Prospectors win

AFTER nearly 20 years of having their traditional hunting grounds reduced, WA prospectors have won a land rights battle – opening up an estimated 26 million hectares to exploration.

They have won their argument that since the 1978 changes to the Mining Act came into effect in 1982, the amount of land they could roam has been eroded.

That Act allowed mining companies to lock up 150 square kilometre land parcels with exploration licences.

Some mining companies can have eight or 10 land parcels under exploration licences at any one time, but only be working on one or two of them.

New changes to the Mining Act will allow prospectors with mining rights access to Crown Land that is covered by exploration licences.

This is expected to open 26 million hectares under a one year trial.

Under the new trial, prospectors will need to get a permit to access the land and they can only work it with hand tools. They will only be allowed to excavate two metres below the surface.

Prospectors have a strong place in WA’s history. Until the past few years, they were making most of the major gold finds, and some of the major base metals.

Amalgamated Prospectors and Leaseholders Association president Scott Wilson said the Act change was a big win for prospectors.

“There is still some red tape involved with it that we’re not happy about but it’s better than what we’ve had for the past few years,” Mr Wilson said.

“We prospectors have become more used to laws going against us and our rights being taken away.”

One of WA’s earliest Mining Acts was very prospector-friendly. Mining companies were only allowed to peg a site after the prospectors had finished with it.

The 1978 Act that created exploration licences hurt the industry and then the 1991 introduction of the gold tax sent it reeling.

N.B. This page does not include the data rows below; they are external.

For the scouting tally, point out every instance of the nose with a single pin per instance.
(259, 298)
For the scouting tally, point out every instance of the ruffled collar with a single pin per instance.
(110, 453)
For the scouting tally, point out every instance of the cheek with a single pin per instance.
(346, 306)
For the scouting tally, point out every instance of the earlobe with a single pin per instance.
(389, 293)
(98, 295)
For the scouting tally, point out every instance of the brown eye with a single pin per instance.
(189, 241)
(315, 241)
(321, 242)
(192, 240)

Prospectors were hit hard again by the Federal Government’s 1996 decision to remove the income tax exemptions from the sale of mining leases. Traditionally prospectors have made discoveries and sold shares in a venture to fund further exploration of the deposit. The tax laws meant they would be taxed on the share sales even if they had not received any income from the venture.

Mr Wilson said prospectors operated differently to mining companies and could be very effective in finding valuable deposits.

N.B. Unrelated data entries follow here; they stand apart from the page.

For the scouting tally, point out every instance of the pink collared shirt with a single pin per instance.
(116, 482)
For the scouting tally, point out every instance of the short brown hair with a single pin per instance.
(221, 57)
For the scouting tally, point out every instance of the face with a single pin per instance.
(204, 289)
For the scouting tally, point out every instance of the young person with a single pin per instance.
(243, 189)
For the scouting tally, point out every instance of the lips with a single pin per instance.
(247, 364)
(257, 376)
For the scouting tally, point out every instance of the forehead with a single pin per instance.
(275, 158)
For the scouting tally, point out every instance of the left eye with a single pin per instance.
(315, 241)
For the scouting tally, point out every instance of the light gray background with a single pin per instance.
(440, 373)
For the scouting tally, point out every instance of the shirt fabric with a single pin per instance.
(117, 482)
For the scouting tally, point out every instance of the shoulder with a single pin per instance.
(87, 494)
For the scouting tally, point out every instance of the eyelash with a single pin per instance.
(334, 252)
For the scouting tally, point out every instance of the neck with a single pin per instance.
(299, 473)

“We’re the footsoldiers of the mining industry,” he said.

Mr Wilson said prospectors were only looking for alluvial deposits. Significant alluvial finds could hint at deposits that were not turned up through geochemical exploration means.

Mining industry groups have opposed the Act changes, saying they open up safety, environmental and Aboriginal heritage liability questions.

Association of Mining and Exploration Companies chief executive George Savell said the whole question of exploration licences had been “badly thought through”.

“There are too many unanswered questions,” he said.

“If we get down to it, there are questions regarding environmental, Native Title and Aboriginal heritage liabilities. Who has liability?

“The underlying title holder is likely to get left with the problems.

“The idea of prospecting is not to look for surface nuggets. It’s digging holes. What happens if a pastoralist rides into one on his motorbike while he’s checking on his sheep.”

Mr Savell said the prospectors’ discovery rate would be very low.

“It’s all a bit of a con,” he said.

Chamber of Minerals and Energy chief executive Ian Satchwell said his organisation had misgivings about changes to the Act but would try to make them work.

“I hope the prospectors will adhere to the letter and spirit of the law,” Mr Satchwell said.

“It’s an annoyance to the industry. We argued vigorously against these changes but our arguments were unsuccessful.”

Department of Minerals and Energy director of mineral titles Roy Burton said the liability concerns thrown up by the mining industry were covered in the new legislation.

“Because prospectors are limited to using hand-held tools, they can only cause limited damage,” Mr Burton said.

“From an Aboriginal point of view we consider this to have low impact. From a heritage point of view we have to make sure this doesn’t interfere with Aboriginal sites.”

Mr Burton said under the Mining Act all miners were required to fill in any holes they dug.